Migrate a shared database with the expand/contract pattern

Migrating a database is one of the most sensitive things that can happen to do at some point in our career, sometimes it is easy, sometimes it is not. Let’s see how to use the expand/contract pattern to be able to do it in both cases ~

The key to evolving databases design is evolving schemas alongside the code, we should manage changes to database structure the same way we manage the source code: tested, versioned and incremental. It allows managing changes to the schema and the code incrementally, by handling each as parts of a whole.

Shared database

Let’s say we have 3 applications that share the same relational database

shared db

If one of the applications need to evolve via schema change it could potentially break the other two applications. To handle this situation we can use the expand/contract pattern adding a transition phase into the refactoring.

transiction_phase

Using this pattern you can maintain both states during the refactoring allowing backward compatibility.

Let’s see a small real example:

We have a Product table with IdCode column, the IdCode is an identification number formed by 2 things: and internal code and an external code. Our mission is to split the IdCode column and have the new columns to allow us to filter by InternalCode without breaking anything, we have different options:

flow

No integration points and no legacy data

We don’t have pre-existent data and we don’t have external systems who use this table so the refactoring is pretty straightforward, we can just add both columns InternalCode, ExternalCode and drop the old IdCode.

No integration points but legacy data

We have pre-existent data to migrate to new columns but we don’t have external systems. We need to create a function to extract the information from the existing column to migrate the data to the new one, for example extractInternalCodeFrom(IdCode).

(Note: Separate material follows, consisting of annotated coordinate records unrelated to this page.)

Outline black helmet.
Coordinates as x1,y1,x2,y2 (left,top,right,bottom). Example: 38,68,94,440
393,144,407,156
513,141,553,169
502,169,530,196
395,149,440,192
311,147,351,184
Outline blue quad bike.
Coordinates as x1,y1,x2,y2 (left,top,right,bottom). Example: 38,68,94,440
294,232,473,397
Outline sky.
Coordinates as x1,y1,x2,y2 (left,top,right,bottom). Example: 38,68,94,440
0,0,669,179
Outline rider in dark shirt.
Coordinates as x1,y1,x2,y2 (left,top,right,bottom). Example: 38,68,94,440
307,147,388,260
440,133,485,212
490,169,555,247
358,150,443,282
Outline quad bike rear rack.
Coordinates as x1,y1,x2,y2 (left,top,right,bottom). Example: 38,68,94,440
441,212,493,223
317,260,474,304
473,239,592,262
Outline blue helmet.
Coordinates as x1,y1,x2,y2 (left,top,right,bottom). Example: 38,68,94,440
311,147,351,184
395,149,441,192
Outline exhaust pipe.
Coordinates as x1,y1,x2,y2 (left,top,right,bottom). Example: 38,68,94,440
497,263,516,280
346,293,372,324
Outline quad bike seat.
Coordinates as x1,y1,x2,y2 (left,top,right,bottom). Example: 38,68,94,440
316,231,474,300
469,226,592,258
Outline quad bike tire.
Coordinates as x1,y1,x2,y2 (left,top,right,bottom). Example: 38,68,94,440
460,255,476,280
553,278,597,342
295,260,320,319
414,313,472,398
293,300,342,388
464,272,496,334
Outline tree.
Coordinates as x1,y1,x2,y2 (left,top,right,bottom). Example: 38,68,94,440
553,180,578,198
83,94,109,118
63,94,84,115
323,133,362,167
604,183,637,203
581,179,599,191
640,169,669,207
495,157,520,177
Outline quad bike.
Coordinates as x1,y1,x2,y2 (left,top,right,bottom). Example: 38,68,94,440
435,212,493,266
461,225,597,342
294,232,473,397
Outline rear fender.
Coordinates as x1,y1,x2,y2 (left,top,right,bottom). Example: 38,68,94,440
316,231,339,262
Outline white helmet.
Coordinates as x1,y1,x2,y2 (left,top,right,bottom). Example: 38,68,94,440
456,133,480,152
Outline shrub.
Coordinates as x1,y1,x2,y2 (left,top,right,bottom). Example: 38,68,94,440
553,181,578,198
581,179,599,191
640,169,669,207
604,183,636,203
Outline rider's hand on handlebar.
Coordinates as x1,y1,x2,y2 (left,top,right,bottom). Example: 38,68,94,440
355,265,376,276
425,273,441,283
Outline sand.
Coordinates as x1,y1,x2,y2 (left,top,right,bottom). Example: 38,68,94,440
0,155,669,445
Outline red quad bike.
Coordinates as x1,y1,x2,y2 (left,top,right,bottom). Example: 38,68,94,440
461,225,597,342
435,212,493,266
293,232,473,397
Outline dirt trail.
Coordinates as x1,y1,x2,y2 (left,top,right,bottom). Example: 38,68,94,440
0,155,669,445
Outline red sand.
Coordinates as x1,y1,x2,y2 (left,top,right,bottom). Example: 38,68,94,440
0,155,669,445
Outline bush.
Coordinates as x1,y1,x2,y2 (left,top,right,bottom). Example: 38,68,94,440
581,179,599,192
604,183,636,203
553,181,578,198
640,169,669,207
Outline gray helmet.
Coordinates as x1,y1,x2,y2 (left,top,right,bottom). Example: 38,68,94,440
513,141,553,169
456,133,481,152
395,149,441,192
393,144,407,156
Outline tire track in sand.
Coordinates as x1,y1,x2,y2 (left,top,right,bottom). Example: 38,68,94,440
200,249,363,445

Integration points and legacy data

We have pre-existent data and external systems which are using our table so we need to combine the previous techniques to solve this problem combining them with a new one.
Of course, we need to extract InternalCode and ExternalCode from the old IdCode column then we have to create a trigger that during the CREATE/UPDATE operations on our Product table does these steps:

If the new column IdCode is empty we can concatenate the InternalCode and the ExternalCode values that we extracted using the previous functions in order to fill the new IdCode column with the old notation and then if the new IdCode column is filled we can extract the new values from it. It allows the old systems to find the same data and the new systems to have the new version of the data.
Once all the systems are aligned we can drop the column or just set it as UNUSED if the deleting process is time-consuming.

More

I discover this pattern reading the book Building Evolutionary Architectures, that I heavily recommend.

The Expand/Contract technique is a subset of a pattern called parallel change that we can find in Martin Fowler’s blog.